Abstract:Domain shift poses a fundamental challenge in time series analysis, where models trained on source domain often fail dramatically when applied in target domain with different yet similar distributions. While current unsupervised domain adaptation (UDA) methods attempt to align cross-domain feature distributions, they typically treat features as indivisible entities, ignoring their intrinsic compositions that governs domain adaptation. We introduce DARSD, a novel UDA framework with theoretical explainability that explicitly realizes UDA tasks from the perspective of representation space decomposition. Our core insight is that effective domain adaptation requires not just alignment, but principled disentanglement of transferable knowledge from mixed representations.
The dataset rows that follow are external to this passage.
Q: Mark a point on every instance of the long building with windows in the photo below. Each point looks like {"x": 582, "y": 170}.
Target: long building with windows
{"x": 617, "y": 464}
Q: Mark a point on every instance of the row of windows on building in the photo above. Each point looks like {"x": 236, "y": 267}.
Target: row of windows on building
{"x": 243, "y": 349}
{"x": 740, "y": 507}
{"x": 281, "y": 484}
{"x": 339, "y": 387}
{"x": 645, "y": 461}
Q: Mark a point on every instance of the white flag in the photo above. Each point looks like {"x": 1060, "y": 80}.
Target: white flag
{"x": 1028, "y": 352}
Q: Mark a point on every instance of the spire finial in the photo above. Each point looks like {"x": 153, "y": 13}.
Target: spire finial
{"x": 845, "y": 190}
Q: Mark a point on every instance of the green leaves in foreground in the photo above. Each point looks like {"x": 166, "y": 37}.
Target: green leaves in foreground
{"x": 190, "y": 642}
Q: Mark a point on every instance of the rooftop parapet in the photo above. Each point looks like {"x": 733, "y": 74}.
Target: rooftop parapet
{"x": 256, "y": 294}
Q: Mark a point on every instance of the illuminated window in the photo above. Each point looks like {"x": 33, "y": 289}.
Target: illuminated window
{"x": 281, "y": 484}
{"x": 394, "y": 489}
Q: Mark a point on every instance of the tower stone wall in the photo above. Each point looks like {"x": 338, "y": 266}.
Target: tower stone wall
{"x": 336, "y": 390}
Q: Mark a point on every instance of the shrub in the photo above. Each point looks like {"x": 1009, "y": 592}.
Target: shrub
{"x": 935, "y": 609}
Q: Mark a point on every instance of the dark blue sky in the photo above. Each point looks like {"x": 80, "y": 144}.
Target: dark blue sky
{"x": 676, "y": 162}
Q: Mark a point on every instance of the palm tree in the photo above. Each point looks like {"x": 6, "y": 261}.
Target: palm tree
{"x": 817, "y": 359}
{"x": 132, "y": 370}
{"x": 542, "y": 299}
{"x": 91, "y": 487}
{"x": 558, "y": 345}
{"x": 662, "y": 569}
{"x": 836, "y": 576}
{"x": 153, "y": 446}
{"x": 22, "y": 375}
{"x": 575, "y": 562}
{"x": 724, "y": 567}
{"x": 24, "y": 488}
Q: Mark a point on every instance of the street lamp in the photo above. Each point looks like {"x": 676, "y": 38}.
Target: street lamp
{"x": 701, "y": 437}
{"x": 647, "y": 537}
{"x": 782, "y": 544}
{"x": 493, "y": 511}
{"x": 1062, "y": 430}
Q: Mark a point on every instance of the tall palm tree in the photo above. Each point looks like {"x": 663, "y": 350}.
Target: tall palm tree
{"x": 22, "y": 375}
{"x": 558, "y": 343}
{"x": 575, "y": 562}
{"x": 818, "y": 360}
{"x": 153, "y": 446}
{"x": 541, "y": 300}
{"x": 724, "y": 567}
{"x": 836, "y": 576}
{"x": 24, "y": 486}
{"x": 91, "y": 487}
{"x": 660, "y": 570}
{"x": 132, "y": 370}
DARSD consists three synergistic components: (I) An adversarial learnable common invariant basis that projects original features into a domain-invariant subspace while preserving semantic content; (II) A prototypical pseudo-labeling mechanism that dynamically separates target features based on confidence, hindering error accumulation; (III) A hybrid contrastive optimization strategy that simultaneously enforces feature clustering and consistency while mitigating emerging distribution gaps. Comprehensive experiments conducted on four benchmark datasets (WISDM, HAR, HHAR, and MFD) demonstrate DARSD's superiority against 12 UDA algorithms, achieving optimal performance in 35 out of 53 cross-domain scenarios.